Barbados has also largely neglected to empower their population with the tools to protect themselves. Education and support has been minimal, and an absence of systemic protections — like temporary legislation preventing eviction, stricter enforcement of existing labour laws or free mask distribution to those unable to afford them — have left poorer citizens especially vulnerable.
Part of the problem here is ineffective communication. Early messaging just prior to the current outbreak seemed meant to reinforce the idea that COVID remained absent from the community, rather than emphasising the need for continued vigilance once tourism was active. There was little sensitisation or education, no mandate to wear masks, and limited oversight. The capital lacked billboards or posters in its most high-traffic areas, and few attempts were made to downsize or reduce gatherings in anticipation of holiday surges.
There was also almost no centralised guidance or training for workers and business owners, and efforts were mainly confined to online documents short on details. This left the labour force poorly equipped, with measures unlikely to be deployed uniformly or with the necessary stringency.

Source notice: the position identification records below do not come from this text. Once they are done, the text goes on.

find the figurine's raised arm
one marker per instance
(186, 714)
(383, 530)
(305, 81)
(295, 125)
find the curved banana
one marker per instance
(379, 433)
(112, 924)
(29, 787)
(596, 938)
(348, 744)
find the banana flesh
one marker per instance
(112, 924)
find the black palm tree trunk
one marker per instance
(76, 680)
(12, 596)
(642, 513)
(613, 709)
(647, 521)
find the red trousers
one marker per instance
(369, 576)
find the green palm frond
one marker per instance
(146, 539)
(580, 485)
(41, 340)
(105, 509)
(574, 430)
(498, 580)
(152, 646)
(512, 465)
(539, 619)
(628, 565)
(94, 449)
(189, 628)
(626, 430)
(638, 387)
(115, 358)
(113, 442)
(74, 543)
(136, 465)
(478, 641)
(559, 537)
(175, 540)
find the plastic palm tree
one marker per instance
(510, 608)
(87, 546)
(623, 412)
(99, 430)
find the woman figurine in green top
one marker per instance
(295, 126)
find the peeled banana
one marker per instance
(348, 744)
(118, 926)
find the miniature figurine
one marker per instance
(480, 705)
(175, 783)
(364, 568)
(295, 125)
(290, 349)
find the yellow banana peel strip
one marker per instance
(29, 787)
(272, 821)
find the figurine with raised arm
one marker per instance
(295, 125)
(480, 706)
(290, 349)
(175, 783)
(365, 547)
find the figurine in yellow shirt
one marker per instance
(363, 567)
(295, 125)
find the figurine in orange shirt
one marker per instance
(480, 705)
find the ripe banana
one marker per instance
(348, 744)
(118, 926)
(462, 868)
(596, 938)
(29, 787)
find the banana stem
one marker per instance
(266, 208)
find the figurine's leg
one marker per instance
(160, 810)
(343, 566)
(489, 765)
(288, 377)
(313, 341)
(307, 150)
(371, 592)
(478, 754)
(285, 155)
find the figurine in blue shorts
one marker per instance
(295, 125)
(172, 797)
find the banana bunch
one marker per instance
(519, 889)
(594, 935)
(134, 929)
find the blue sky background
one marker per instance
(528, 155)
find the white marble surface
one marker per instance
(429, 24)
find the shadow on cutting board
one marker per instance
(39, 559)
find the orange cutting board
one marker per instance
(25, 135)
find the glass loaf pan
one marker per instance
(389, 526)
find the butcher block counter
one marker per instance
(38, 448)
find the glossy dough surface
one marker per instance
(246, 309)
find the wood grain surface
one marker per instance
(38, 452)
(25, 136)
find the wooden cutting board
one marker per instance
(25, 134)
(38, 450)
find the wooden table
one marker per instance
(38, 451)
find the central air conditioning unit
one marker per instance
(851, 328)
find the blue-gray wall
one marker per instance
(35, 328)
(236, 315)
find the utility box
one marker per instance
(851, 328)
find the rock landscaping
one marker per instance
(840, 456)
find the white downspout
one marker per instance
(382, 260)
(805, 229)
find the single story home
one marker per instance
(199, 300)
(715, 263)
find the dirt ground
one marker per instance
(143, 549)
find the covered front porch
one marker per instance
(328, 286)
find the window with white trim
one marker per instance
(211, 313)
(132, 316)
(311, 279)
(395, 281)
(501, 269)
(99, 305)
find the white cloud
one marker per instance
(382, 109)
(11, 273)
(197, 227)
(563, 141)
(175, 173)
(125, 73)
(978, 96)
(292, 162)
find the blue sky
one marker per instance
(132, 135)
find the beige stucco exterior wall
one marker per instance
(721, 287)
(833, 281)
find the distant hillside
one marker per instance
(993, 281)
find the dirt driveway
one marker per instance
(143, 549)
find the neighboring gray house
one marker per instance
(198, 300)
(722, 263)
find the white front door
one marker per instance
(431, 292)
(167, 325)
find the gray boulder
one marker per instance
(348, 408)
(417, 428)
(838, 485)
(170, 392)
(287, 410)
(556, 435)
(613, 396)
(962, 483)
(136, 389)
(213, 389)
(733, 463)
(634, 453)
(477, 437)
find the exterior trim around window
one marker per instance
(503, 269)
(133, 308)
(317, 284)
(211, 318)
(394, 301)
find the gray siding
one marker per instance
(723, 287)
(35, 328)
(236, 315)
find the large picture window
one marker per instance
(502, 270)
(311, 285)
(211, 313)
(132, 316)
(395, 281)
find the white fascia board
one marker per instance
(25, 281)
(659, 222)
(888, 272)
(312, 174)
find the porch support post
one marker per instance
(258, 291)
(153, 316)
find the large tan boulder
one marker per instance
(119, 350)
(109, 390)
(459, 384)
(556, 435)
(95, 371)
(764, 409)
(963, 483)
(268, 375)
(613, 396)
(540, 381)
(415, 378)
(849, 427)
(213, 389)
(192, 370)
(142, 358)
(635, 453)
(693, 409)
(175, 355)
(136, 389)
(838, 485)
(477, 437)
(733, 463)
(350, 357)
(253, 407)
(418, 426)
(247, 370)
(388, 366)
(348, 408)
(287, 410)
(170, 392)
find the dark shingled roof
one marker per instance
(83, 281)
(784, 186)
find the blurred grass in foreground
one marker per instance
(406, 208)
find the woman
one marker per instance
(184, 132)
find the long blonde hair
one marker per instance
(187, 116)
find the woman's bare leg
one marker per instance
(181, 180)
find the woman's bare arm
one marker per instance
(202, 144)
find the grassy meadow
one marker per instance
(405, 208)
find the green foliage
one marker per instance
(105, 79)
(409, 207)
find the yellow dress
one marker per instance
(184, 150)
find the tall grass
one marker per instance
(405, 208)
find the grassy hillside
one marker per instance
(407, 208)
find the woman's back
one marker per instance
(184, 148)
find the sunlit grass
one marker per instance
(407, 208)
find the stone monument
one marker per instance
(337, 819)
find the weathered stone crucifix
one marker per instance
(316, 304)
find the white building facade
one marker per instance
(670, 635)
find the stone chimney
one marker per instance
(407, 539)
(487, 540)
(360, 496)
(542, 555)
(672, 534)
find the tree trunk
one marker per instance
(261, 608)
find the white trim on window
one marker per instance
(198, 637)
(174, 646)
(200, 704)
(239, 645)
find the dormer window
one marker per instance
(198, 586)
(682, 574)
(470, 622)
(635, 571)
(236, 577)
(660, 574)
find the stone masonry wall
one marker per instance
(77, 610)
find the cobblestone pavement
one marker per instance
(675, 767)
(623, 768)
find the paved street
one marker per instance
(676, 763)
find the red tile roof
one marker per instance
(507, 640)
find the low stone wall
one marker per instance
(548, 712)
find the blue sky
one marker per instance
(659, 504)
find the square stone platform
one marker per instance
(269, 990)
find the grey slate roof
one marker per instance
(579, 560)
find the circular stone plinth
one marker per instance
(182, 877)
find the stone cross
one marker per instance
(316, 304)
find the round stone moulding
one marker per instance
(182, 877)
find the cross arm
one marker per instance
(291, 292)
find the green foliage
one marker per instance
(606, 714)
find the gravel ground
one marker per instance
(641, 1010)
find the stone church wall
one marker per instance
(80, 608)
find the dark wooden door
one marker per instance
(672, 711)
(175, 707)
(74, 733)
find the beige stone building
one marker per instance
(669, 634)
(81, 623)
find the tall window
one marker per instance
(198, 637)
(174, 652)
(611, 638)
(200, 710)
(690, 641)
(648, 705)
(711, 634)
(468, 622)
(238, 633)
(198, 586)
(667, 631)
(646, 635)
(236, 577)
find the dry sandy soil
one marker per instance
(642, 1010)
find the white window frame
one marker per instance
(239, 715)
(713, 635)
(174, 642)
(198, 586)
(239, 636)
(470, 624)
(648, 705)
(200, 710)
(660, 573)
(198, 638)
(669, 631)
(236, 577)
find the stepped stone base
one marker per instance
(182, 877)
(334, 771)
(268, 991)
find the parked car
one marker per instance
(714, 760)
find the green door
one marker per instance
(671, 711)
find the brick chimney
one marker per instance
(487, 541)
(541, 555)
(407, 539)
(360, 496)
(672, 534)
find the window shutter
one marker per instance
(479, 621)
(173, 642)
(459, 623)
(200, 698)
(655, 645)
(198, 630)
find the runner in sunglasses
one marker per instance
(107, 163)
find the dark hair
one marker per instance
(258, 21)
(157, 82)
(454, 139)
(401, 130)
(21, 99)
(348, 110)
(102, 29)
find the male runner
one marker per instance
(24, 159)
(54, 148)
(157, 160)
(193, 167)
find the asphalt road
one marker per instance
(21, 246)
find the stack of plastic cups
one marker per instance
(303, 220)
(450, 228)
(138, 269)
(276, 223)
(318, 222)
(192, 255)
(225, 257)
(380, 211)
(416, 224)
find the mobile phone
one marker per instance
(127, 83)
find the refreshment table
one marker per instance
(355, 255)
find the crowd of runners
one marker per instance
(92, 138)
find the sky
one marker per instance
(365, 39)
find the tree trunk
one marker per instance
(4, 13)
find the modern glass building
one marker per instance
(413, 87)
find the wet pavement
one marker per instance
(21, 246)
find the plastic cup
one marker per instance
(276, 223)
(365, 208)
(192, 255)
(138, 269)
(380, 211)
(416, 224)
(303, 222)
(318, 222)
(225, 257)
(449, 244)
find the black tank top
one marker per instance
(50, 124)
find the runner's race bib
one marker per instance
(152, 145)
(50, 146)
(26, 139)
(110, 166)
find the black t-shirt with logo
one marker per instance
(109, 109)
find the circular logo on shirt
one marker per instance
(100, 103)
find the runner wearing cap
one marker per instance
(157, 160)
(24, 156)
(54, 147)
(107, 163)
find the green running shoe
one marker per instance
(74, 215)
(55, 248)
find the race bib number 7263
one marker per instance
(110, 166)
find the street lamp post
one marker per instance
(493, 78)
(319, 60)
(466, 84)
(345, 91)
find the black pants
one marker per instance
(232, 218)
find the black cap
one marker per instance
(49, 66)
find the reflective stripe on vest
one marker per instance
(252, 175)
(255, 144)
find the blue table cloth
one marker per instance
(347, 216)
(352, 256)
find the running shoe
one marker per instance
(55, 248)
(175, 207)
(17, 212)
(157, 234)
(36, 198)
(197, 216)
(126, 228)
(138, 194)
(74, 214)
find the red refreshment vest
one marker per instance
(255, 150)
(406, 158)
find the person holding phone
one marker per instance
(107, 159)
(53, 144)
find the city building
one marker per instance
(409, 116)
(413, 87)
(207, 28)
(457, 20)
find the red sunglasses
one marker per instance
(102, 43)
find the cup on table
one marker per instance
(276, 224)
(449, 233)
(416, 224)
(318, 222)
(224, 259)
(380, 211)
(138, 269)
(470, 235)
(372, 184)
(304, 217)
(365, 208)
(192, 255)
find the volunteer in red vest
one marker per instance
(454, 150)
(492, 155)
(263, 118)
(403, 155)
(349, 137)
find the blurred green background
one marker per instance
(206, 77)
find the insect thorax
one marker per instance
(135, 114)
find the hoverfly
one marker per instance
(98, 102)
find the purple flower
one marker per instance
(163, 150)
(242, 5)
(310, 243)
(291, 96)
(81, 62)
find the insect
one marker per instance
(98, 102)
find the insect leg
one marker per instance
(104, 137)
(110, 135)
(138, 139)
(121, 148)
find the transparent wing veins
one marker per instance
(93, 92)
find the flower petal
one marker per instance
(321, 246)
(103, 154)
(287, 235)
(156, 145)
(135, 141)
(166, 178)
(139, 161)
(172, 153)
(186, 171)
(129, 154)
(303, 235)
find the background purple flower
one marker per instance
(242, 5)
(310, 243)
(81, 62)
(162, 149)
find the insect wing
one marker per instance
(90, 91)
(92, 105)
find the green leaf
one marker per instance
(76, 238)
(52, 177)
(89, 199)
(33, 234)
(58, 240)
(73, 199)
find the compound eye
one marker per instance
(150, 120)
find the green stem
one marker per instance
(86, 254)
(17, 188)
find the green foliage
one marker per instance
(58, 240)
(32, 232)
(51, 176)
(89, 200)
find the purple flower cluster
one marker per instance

Compounding the issue was that even official sources of information did not provide consistent, accurate messaging. The Barbados Government Information Service sometimes presented questionable guidance, such as images of masks known to be ineffective against viral transmission. And members of parliament were frequently captured on camera unmasked or failing to social distance.
Behavioural changes are a key part of COVID management, and while Barbadians have overwhelmingly complied and adjusted, additional support is required. Recent attempts to improve communication have included regular, but overly long press conferences, loudspeaker campaigns across the country, and dramatic skits available through a variety of media.
To be effective, communication should be clear, concise and consistent, but attempts continue to fall short in these identified areas. Even the recently-passed mask mandate is inconsistent, as it contains a confusingly-worded exception for talking, and support for workers remains poorly organised and lacking.
It seems likely that the ongoing surge in Barbados may be due to specific policy failures, frequently in opposition to expert guidance, and with attempts at correction faring little better. The final hopes now rest in the recently procured vaccine, and that science will finally be enough to overcome fumbles where it has too often been ignored.